AND I DON'T GIVE A FUUUUUUUCK Demetrious !!L5ZJSzZGWv 2013/07/12 (Fri) 05:57 No. 171487 ▼ File 137360863017.png - (373.15KB, 450x600 , 531e672935618cd081a3d42652f05348.png)
You wake to the smell of food.
You scan the room from under one bleary eyelid. Resting on the end-table is a tableau of wonders; biscuits, bacon, toast, orange juice and steaming hot caffeine. Keine still has you wrapped firmly in her slender, soft, steel-strong arms as she slumbers against your back, so you slide your flattened palm out and make the gentle come-hither gesture for Mage Hand.
Quietly and gracefully, the tray sits perfectly still and does nothing. Right. You already cast Mage Hand. A few times, as you recall. Among other things. The tray of sweet sustenance lies just out of reach, taunting you.

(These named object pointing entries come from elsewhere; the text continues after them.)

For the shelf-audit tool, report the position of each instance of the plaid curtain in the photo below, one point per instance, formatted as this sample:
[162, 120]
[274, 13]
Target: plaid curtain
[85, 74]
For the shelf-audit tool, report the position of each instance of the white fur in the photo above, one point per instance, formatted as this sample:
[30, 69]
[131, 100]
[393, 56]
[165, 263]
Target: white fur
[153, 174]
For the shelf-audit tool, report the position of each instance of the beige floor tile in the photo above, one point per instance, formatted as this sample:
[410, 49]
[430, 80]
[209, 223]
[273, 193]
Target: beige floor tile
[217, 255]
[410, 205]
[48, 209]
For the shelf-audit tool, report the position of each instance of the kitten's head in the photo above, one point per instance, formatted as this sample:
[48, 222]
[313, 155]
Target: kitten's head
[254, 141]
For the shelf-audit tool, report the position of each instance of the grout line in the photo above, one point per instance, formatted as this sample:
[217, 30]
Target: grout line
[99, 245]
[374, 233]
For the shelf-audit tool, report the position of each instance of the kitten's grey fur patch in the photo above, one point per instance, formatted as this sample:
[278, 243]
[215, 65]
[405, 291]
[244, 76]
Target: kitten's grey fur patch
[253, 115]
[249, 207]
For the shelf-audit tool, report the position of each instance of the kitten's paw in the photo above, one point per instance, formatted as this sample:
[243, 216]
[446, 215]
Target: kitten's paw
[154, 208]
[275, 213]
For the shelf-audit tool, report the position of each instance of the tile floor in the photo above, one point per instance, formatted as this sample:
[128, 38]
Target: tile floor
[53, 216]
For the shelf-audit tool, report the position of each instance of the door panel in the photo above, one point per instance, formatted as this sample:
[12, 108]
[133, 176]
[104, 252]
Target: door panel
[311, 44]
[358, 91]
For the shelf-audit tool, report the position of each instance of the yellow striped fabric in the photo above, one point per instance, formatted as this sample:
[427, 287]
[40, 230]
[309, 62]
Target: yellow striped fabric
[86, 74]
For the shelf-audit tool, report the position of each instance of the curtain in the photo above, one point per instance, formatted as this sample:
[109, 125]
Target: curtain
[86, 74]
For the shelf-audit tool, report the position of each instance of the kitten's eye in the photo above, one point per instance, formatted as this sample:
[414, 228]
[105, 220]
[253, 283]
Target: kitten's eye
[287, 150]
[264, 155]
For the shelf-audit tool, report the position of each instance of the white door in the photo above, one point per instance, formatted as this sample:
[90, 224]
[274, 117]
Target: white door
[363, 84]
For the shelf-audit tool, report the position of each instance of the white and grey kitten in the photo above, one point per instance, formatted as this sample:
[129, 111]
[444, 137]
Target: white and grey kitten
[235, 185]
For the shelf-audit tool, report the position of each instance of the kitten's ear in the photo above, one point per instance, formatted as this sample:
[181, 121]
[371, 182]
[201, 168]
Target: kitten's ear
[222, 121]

Maybe a familiar would come in handy now and then.
You squiggle and squirm out of Keine's deathgrip, inching your fingertips closer to the end table. With just a hairsbreadth of purchase, you could slide it across the sheets and into your waiting maw.
Almost there.
Aaaalmoooost theeeeeere-
“Hurk,” you protest weakly as Keine sucks you back in, her breasts pressing into your shoulderblades. “Whurr u goin,” she murmurs.
“Aren't you hungry?” you ask pointedly.
“Not any more,” she replies, nibbling your shoulder. Well, you know how to handle a tight grapple – your old favorite, Grease. The words rise to your tounge, and... right. Cast that, too.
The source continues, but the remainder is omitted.